Direitos das crianças
Em casos de violência contra a criança, é esperado que as políticas públicas desenvolvam os projetos necessários para oferecer assistência social. De acordo com o Artigo 70 do Estatuto da Criança e do Adolescente (ECA), “é dever de todos prevenir a ocorrência de ameaça ou violação dos direitos da criança e do adolescente”. As entidades, como o Conselho Tutelar, são responsáveis por planejar e executar programas de proteção e sócio-educativos, oferecendo orientação e apoio sócio-familiar.
O Conselho Tutelar fica localizado na Rua General Osório, 1301, no Centro de Passo Fundo. O telefone para a Microrregião I é (54) 3312.1588 e para a Microrregião II (54) 33123699. O horário de atendimento ao público funciona das 8h às 11h30min e das 13h30min às 17h.

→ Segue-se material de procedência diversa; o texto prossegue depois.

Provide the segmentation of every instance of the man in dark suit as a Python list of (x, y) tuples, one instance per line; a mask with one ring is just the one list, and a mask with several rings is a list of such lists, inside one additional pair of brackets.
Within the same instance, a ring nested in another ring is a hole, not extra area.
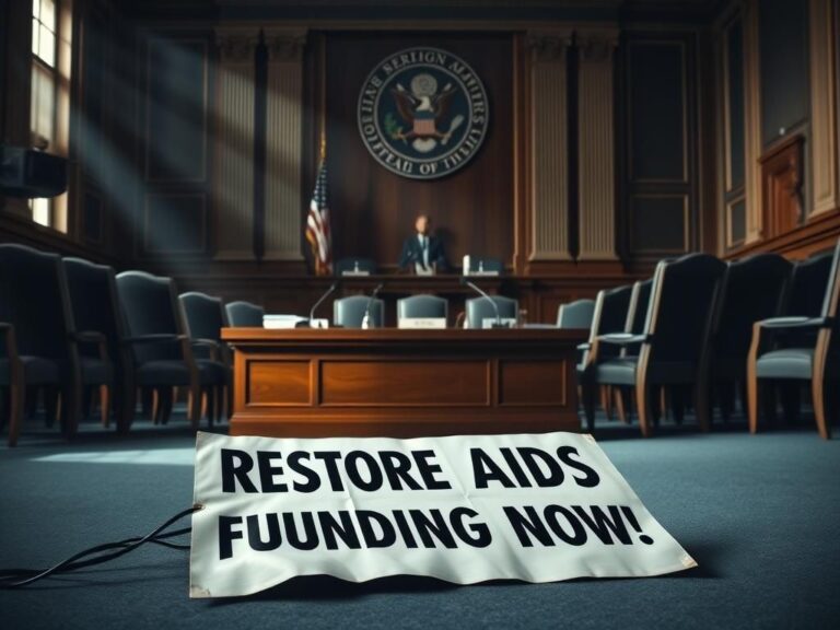
[(402, 243), (399, 267), (419, 275), (446, 271), (446, 254), (443, 242), (433, 236), (432, 220), (428, 214), (420, 214), (415, 221), (415, 234)]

[poll id=”3″]Relembre os principais casos de violência envolvendo crianças que chocaram o país:
7 de fevereiro de 2007 – Caso João Hélio: João Hélio Fernandes Vieites, de 6 anos, ficou conhecido em todo o Brasil no dia 8 de fevereiro, após sua morte traumática na noite anterior, quando o carro em que ele estava com a mãe foi assaltado. Os assaltantes arrastaram o menino preso ao cinto de segurança pelo lado de fora do veículo.
29 de março de 2008 – Caso Isabella Nardoni: Isabella de Oliveira Nardoni, de 5 anos de idade, foi defenestrada do sexto andar do Edifício London no distrito da Vila Guilherme, em São Paulo. O caso gerou grande repercussão nacional e, em função das evidências deixadas no local do crime, Alexandre Nardoni e Anna Carolina Jatobá, respectivamente pai e madrasta da criança, foram condenados por homicídio doloso triplamente qualificado.
13 de outubro de 2008 – Caso Eloá Cristina: Lindemberg Fernandes Alves, 22 anos, invadiu o domicílio de sua ex-namorada, Eloá Cristina Pimentel, de 15 anos, no bairro de Jardim Santo André, em São Paulo. Após mais de 100 horas de cárcere privado, os policiais invadiram o apartamento e ouviram um disparo de arma de fogo. Eloá Pimentel, baleada na cabeça e na virilha, não resistiu e veio a falecer por morte cerebral confirmada às 23h30min de sábado, 18 de Outubro de 2008.
7 de abril de 2011 – Caso Realengo: Massacre de Realengo refere-se ao assassinato em massa ocorrido por volta das 8h30min da manhã na Escola Municipal Tasso da Silveira, localizada no bairro de Realengo, na cidade do Rio de Janeiro. Wellington Menezes de Oliveira, 23 anos, invadiu a escola armado com dois revólveres e começou a disparar contra os alunos presentes, matando doze deles, com idade entre 12 e 14 anos. Oliveira foi interceptado por policiais, cometendo suicídio.